Study of the atomization of boron in electrothermal atomic absorption spectrometry and hollow cathode furnace atomic non-thermal excitation spectrometry

Abstract

Coating a total pyrolytic graphite tube with tungsten carbide or lanthanum carbide increased the optimum pyrolysis temperature of B from 850 to > 2200 °C. Addition of a calcium–magnesium modifier to the boron solutions increased the pyrolysis temperature to 1200 °C, whereas a titanium-ascorbic acid modifier had no significant effect. The lowest characteristic mass of B, 0.8 ng, was obtained with the calcium–magnesium modifier.
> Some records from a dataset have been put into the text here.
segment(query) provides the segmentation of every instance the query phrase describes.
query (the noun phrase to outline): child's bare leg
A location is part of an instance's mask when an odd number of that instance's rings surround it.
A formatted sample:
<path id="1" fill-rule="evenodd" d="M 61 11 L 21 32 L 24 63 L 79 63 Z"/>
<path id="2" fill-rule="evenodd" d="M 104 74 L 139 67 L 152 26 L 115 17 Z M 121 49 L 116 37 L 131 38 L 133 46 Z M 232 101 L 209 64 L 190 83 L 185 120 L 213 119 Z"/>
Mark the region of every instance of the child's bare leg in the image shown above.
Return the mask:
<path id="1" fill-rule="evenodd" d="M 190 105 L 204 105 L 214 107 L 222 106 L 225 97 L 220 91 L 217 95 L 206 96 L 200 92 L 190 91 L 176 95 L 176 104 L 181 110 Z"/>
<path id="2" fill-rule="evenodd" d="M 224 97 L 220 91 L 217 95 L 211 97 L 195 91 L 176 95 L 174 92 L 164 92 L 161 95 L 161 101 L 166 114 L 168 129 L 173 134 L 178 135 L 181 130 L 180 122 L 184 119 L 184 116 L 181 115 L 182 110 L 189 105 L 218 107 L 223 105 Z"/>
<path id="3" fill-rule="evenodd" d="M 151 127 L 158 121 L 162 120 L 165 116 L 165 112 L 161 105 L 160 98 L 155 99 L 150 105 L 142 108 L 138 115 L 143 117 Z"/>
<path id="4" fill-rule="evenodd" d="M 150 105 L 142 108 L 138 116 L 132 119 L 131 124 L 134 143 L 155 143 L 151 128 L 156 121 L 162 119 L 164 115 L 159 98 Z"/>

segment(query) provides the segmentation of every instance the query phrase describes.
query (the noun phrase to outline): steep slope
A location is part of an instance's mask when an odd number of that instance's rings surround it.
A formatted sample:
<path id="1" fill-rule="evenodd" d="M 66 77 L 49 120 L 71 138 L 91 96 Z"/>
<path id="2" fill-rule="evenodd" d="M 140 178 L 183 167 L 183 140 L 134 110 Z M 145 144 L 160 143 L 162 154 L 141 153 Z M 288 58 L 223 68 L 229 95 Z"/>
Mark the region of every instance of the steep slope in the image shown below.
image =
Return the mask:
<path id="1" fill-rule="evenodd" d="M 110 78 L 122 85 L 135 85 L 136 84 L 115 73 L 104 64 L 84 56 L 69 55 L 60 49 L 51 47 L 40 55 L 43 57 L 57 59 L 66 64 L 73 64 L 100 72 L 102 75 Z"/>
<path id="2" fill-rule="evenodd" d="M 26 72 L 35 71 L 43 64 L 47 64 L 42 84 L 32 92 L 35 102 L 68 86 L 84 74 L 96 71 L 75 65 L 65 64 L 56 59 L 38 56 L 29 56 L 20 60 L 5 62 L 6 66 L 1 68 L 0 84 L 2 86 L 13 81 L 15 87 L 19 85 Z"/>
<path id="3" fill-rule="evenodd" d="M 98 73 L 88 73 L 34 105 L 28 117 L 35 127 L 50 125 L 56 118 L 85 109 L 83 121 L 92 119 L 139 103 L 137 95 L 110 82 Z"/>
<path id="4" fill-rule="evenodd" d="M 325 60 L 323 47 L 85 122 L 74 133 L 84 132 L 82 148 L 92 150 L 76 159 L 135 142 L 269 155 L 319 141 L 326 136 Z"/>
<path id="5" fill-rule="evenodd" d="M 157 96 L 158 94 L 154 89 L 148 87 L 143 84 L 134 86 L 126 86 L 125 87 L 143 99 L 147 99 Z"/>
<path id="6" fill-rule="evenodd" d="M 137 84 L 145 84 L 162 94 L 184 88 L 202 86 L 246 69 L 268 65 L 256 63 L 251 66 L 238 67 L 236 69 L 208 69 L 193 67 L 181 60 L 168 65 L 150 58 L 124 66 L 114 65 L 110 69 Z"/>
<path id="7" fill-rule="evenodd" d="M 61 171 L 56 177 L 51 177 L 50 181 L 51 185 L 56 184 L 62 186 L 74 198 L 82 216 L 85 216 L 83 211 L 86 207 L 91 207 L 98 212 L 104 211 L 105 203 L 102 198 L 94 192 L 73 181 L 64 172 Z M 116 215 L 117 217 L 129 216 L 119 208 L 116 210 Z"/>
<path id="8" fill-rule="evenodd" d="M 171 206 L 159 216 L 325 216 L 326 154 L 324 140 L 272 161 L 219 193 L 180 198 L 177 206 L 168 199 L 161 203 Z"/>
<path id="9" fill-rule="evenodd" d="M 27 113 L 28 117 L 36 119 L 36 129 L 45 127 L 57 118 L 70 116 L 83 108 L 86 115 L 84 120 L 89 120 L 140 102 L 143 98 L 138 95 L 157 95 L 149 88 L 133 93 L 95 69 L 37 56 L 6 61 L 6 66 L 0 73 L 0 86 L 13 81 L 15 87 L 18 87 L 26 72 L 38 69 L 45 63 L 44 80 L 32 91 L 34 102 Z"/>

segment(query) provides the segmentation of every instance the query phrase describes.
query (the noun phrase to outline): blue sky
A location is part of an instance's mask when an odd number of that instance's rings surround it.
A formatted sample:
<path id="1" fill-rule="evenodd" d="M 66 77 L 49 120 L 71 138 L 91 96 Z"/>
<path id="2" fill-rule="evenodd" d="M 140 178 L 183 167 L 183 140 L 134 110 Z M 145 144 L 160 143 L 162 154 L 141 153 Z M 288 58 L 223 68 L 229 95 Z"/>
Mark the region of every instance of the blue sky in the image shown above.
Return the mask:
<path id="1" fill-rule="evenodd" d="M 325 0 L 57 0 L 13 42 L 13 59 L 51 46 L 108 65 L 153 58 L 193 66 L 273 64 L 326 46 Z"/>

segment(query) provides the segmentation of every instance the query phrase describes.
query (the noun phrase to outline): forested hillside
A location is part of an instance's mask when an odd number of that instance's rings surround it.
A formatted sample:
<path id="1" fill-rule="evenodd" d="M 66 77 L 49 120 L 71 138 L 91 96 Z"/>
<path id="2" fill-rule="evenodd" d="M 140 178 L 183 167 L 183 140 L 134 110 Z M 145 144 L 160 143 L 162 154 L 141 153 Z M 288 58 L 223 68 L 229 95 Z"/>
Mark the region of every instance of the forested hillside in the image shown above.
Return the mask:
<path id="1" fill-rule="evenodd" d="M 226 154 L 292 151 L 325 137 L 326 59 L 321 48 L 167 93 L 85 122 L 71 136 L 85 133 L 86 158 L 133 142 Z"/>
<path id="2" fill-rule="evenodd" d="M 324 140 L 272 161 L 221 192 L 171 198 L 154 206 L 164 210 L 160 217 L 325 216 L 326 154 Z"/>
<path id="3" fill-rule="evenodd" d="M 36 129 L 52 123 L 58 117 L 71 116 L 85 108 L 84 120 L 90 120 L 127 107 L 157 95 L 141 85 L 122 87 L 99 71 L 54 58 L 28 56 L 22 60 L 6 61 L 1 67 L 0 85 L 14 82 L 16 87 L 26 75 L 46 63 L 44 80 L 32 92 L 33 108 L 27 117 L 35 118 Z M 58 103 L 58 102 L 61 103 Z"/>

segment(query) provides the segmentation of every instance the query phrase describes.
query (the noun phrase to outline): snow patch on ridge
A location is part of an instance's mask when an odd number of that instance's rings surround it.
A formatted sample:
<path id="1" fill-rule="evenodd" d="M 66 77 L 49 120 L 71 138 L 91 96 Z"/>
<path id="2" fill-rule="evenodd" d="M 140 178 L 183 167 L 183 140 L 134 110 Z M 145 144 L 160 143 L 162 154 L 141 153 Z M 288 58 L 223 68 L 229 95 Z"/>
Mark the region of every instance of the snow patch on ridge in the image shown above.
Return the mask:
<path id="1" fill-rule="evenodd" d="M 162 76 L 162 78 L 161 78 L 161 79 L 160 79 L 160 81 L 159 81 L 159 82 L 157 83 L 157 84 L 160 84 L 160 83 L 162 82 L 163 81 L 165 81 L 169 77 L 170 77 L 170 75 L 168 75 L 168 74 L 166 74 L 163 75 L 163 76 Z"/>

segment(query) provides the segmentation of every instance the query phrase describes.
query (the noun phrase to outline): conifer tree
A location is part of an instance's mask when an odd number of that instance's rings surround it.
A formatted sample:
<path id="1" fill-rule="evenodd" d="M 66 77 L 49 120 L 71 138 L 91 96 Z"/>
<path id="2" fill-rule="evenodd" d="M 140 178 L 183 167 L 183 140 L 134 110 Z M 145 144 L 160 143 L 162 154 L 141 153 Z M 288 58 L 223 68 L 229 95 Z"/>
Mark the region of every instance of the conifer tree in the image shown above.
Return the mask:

The low temperature loss of boron, without a modifier, was investigated using dynamic secondary-ion mass spectrometry, which confirmed that vaporization of boron species occurs above 900 °C. Boron atomic emission signals were obtained at <800 °C by hollow cathode furnace atomic non-thermal extraction spectrometry (HC-FANES) with a 30 Torr helium plasma. Molecular dissociation and boron atom excitation apparently occurred through a one-step collisional process. The detection limit of B by He HC-FANES, under non-optimum conditions, was 71 pg (no modifier). The study suggests that atomization of B in electrothermal atomic absorption spectrometry (ETAAS) is likely to occur through molecular dissociation rather than solely by sublimation of B. The modifiers probably prevent low temperature dissociative desorption of B₂O₃ occurring at active carbon sites and so increased the optimum pyrolysis temperature to >850 °C. The poor detection limit of B in ETAAS is due to the inefficient thermal dissociation of the B-containing species (probably oxides and carbides) produced by dissociative desorption of B₂O₃. Also, once formed, B atoms apparently undergo a series of condensation–vaporization steps, which cause a persistant plateau in the tail of the AAS signal, and result in severe memory effects.